Thread: gothic_moth, codlin_moth failures on REL8_2_STABLE

gothic_moth, codlin_moth failures on REL8_2_STABLE

From
Tom Lane
Date:
Since the buildfarm is mostly green these days, I took some time to look
into the few remaining consistent failures.  One is that gothic_moth and
codlin_moth fail on contrib/tsearch2 in the 8.2 branch, with a
regression diff like this:

*** 2453,2459 ****  <body>  <b>Sea</b> view wow <u><b>foo</b> bar</u> <i>qq</i>  <a
href="http://www.google.com/foo.bar.html"target="_blank">YES  </a>
 
!   ff-bg  <script>         document.write(15);  </script>
--- 2453,2459 ----  <body>  <b>Sea</b> view wow <u><b>foo</b> bar</u> <i>qq</i>  <a
href="http://www.google.com/foo.bar.html"target="_blank">YES  </a>
 
!  ff-bgff-bg  <script>         document.write(15);  </script>

These animals are not testing any branches older than 8.2.  The same
test appears in newer branches and passes, but the code involved got
migrated to core and probably changed around a bit.

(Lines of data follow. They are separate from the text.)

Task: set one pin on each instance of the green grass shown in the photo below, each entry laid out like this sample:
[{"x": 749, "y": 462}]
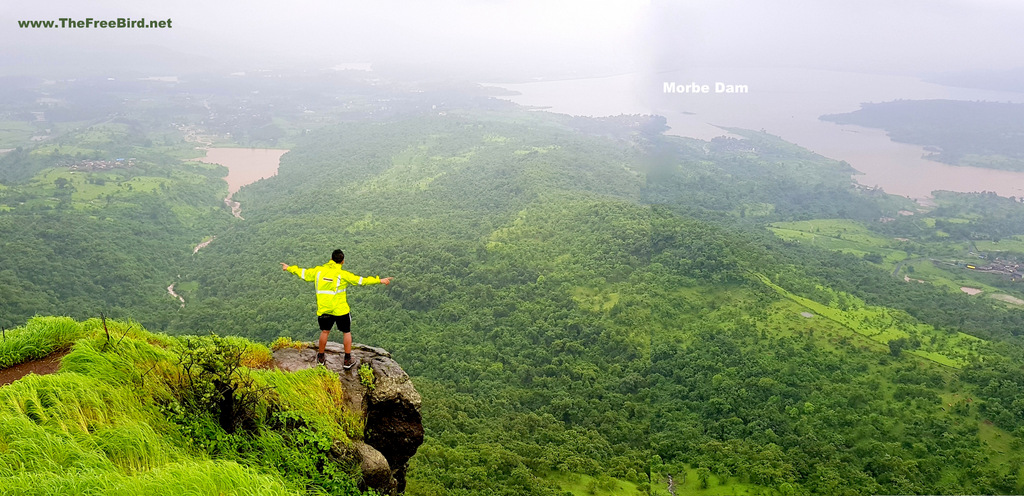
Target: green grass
[
  {"x": 38, "y": 338},
  {"x": 846, "y": 236},
  {"x": 104, "y": 423},
  {"x": 689, "y": 484},
  {"x": 583, "y": 485},
  {"x": 882, "y": 325}
]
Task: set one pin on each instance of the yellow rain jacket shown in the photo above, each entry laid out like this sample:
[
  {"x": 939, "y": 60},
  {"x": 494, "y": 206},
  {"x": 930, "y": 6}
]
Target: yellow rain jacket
[{"x": 331, "y": 282}]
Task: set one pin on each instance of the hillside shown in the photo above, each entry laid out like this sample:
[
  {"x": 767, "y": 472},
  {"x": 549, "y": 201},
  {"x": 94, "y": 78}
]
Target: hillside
[
  {"x": 588, "y": 305},
  {"x": 134, "y": 412}
]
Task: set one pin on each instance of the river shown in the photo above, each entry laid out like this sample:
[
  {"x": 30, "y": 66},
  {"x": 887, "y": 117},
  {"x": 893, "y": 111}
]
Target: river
[
  {"x": 245, "y": 166},
  {"x": 786, "y": 102}
]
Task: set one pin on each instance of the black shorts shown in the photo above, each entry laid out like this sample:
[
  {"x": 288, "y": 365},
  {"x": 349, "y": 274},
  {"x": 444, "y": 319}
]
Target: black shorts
[{"x": 327, "y": 321}]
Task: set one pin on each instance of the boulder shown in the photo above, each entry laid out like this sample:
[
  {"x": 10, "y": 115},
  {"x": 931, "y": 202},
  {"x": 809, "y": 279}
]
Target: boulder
[{"x": 390, "y": 410}]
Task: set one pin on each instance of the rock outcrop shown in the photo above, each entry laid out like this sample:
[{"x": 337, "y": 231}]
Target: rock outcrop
[{"x": 390, "y": 409}]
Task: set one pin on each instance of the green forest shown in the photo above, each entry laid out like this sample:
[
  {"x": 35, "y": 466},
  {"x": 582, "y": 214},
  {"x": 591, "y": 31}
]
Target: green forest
[{"x": 588, "y": 306}]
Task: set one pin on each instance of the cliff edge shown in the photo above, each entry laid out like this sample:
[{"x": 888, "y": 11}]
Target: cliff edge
[{"x": 389, "y": 406}]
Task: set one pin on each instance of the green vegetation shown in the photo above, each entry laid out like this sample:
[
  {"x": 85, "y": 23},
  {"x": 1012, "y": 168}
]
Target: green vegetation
[
  {"x": 131, "y": 412},
  {"x": 586, "y": 305}
]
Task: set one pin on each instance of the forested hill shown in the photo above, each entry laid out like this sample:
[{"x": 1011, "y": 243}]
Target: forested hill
[
  {"x": 588, "y": 305},
  {"x": 573, "y": 300}
]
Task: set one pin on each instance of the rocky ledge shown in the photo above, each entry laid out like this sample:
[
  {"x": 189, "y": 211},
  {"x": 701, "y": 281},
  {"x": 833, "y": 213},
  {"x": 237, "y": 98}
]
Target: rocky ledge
[{"x": 390, "y": 409}]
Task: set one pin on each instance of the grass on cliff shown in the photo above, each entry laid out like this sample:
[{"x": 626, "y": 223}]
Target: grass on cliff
[{"x": 116, "y": 419}]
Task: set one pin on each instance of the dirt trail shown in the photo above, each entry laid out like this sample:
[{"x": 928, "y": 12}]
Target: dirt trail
[
  {"x": 42, "y": 366},
  {"x": 204, "y": 244},
  {"x": 235, "y": 206},
  {"x": 170, "y": 289}
]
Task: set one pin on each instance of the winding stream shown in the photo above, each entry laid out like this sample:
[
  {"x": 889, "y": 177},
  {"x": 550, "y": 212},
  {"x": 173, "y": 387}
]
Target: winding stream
[{"x": 245, "y": 166}]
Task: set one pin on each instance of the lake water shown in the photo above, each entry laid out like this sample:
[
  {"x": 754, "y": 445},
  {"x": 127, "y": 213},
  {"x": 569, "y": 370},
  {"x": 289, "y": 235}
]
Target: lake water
[
  {"x": 245, "y": 166},
  {"x": 786, "y": 102}
]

I traced through this test on my own machine and determined that the
way it's supposed to work is like this: the tsearch parser breaks the
string into a series of tokens that include these:
ff-bg        compound wordff        compound word element-        punctuationbg        compound word element

The highlight function is then supposed to set skip = 1 on the compound
word, causing it to be skipped when genhl() reconstructs the text.
The failure looks to me like the compound word is not getting skipped.
Both the setting and the testing of the flag seem to be absolutely
straightforward portable code; although the "skip" struct field is a
bitfield, which is a C feature we don't use very heavily.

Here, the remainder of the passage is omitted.